AIMS:

1) To perform a genome-wide association study (GWAS) of postnatal depression (PND)

2) To investigate whether the power to detect PND is improved by incorporating information from nominally significant SNPs in a polygenic risk score

HYPOTHESIS:

1) We hypothesise that common variants contribute to the susceptibility to PND, and that a meta-analysis of GWAS studies can identify regions containing variants relating to this trait.

2) Additionally we hypothesise that our ability to predict PND will be improved by increasing the SNPs included in a genetic risk score, even if they do not achieve genome-wide significance.

VARIABLES:

The outcome variable will be PND case-control status. Women will be classified as cases or controls based on their score in the Edinburgh Postnatal Depression Scale (EPDS) measured 8 weeks postpartum. For the profile scoring, the exposure variable will be the polygenic risk score as calculated from the imputed genotype data available for mothers in ALSPAC. Association results from the Psychiatric Genetics Consortium meta-analysis of bipolar disorder (PGC-BPD) will be used to determine the SNPs to be included in the risk score. Several versions of this risk score will be computed using p-value thresholds of varying stringency (pless than 0.001, 0.01, 0.05, 0.1, 0.5, all SNPs) for inclusion in the score. Ancestry principle components will also be adjusted for.

METHODS:

Mothers enrolled in the ALSPAC cohort who have contributed genetic data to the study, and on whom we have information relating to postnatal depression at 8 weeks postpartum, will be used as the study sample.
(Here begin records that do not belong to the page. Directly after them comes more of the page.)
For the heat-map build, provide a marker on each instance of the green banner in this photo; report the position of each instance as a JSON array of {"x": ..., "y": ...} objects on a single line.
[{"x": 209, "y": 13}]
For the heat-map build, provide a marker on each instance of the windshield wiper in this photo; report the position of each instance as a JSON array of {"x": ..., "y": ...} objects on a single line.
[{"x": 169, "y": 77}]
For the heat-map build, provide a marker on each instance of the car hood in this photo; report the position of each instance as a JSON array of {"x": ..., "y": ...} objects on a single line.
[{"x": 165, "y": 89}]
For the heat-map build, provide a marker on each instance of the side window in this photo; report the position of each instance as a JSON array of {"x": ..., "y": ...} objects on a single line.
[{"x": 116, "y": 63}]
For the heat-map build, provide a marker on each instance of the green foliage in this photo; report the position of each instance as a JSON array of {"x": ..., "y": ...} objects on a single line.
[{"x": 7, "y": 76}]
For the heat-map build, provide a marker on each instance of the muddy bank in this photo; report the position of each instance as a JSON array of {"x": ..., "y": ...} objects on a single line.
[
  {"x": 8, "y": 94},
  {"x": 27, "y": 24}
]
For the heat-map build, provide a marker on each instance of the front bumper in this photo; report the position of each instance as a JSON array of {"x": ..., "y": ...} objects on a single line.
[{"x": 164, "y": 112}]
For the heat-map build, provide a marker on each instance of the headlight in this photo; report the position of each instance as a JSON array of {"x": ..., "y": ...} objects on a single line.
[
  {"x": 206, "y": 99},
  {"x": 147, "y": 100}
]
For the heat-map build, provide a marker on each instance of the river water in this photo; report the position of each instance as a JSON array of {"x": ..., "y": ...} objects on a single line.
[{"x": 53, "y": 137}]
We will perform a GWAS using the binary PND variable, and these results will be meta-analysed together those from previous GWAS studies. Polygenic risk scores will be derived using the clumped association results available from the PGC-BPD study. A number of p-value thresholds will be used to determine which of these SNPs to include in the risk score for PND.

Women will be classified as cases or controls based on their score in the Edinburgh Postnatal Depression Scale (EPDS) measured 8 weeks postpartum. A logistic regression model will be constructed, including the risk score and adjusting for both ancestry principle components and season of birth. Each version of the risk score will be incorporated into this model in turn to distinguish between PND cases and controls.

Participants will be excluded from the analysis either if they have a history of BPD or if they experienced a stillbirth or early neonatal death (within 27 days).